Ok, and now that I've fixed that it's _still_ taking forever and strlen() is
dominating, but regexec0() is basically calling regexec() as the first thing and
returning immediately when it hits? The only thing that could be calling
strlen() is libc's regexec()? Hmmm...

@@ -473,11 +473,15 @@ static void sed_line(char **pline, long plen)
         mlen, off, newlen;

       // Loop finding match in remaining line (up to remaining len)
-      while (!regexec0(reg, rline, len-(rline-line), 10, match, mflags)) {
+//      while (!regexec0(reg, rline, len-(rline-line), 10, match, mflags)) {
+while (!strncmp(rline, "x", 1)) {
+  match[0].rm_eo = 1;
+  match[1].rm_so = 0;
+

And _that_ completes a megabyte input line basically instantly. It's regexec()
calling strlen() each time pulling (n^2)/2 bytes (half a terabyte?) through the
l1 cache that's taking up all the time now.

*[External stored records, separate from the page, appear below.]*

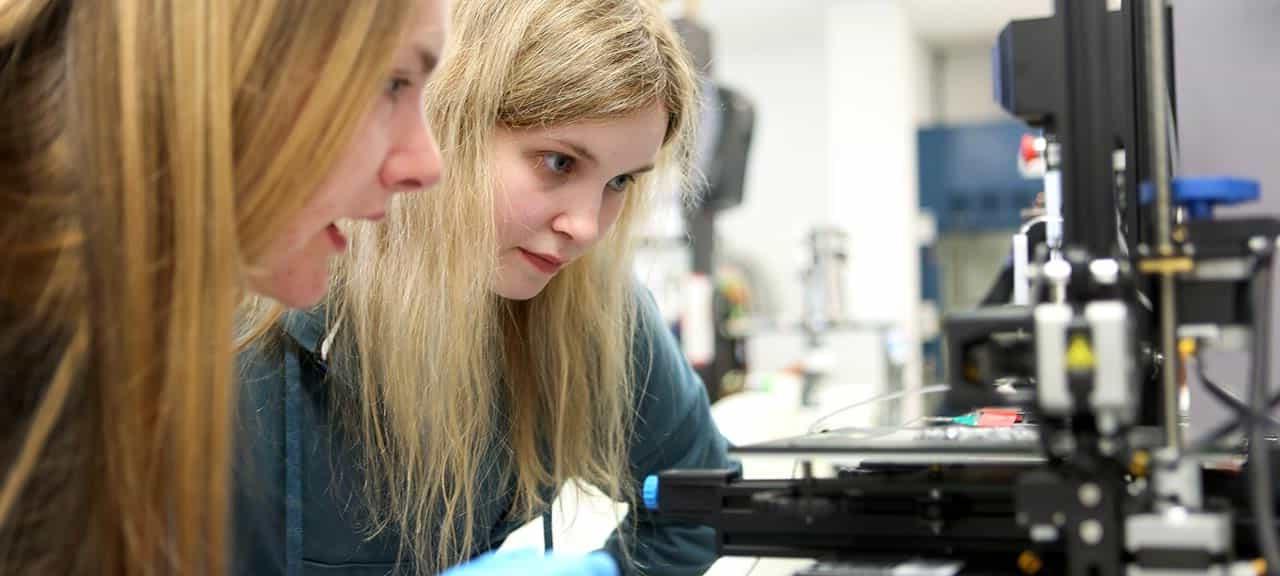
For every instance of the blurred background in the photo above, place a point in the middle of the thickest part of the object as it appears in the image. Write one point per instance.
(862, 182)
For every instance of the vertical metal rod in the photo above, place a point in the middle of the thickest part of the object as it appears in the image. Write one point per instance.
(1157, 109)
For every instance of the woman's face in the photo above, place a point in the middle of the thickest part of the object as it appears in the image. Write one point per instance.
(392, 151)
(561, 188)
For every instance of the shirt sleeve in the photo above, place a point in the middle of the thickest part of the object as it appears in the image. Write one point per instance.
(257, 469)
(673, 429)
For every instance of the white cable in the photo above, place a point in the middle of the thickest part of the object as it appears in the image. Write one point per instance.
(886, 397)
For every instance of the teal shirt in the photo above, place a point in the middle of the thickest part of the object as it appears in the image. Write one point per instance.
(298, 508)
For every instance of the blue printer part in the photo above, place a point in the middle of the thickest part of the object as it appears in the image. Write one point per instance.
(650, 492)
(1200, 195)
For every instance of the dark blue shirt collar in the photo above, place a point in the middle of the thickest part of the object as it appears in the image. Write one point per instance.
(306, 327)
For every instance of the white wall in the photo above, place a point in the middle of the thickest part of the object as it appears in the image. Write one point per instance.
(965, 85)
(840, 87)
(775, 53)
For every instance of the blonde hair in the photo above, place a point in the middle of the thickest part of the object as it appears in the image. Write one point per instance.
(196, 132)
(440, 374)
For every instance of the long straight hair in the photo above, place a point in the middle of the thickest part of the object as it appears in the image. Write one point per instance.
(186, 136)
(439, 375)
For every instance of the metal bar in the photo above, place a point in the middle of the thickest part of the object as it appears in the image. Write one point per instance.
(1086, 131)
(1157, 109)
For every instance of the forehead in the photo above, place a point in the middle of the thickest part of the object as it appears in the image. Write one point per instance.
(640, 131)
(430, 26)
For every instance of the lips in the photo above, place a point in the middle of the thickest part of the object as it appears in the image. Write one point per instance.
(547, 264)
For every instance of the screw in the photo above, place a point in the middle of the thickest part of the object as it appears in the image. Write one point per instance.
(1091, 496)
(1091, 531)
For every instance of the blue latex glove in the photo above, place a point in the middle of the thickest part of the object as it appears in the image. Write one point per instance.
(536, 563)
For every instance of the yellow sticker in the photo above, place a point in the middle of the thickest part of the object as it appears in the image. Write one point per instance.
(1079, 355)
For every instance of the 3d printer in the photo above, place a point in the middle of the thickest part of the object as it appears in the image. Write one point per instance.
(1133, 275)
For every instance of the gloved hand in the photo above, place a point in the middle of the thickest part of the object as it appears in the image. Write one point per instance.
(536, 563)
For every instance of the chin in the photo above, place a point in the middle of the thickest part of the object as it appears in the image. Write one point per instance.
(300, 286)
(520, 291)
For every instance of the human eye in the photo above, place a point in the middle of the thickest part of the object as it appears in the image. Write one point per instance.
(621, 183)
(557, 163)
(396, 86)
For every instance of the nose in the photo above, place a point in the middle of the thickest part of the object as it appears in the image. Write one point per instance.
(580, 218)
(414, 161)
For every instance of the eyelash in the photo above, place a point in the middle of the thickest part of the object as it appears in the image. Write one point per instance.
(396, 86)
(571, 161)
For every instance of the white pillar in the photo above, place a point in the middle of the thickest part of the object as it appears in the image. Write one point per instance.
(878, 94)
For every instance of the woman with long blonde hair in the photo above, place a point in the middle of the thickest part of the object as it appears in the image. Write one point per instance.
(488, 342)
(158, 160)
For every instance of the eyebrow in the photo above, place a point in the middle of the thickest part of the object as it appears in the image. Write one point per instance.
(577, 149)
(586, 154)
(426, 59)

Grrr. So I either have to write my own regex plumbing (which I can do, I've done
it before years ago, but I really didn't _want_ to here because LIBC HAS ONE),
or I need to make my wrapper special case literal matches, which means they
don't have... let's see... (For the honor of <strike>greyskull</strike> "man 7
regex"...)

  ^|.[*+?(\{$

Sigh. If I _was_ going to write my own regex plumbing I could make it take a
length and properly match NUL bytes. On the one hand that's really a post-1.0
todo item. On the other hand we're talking maybe 200 lines of code here, _and_
it could probably speed up grep (I could go back to searching for multiple
regexes in parallel... What _is_ involved in implementing lex, anyway...)

Rob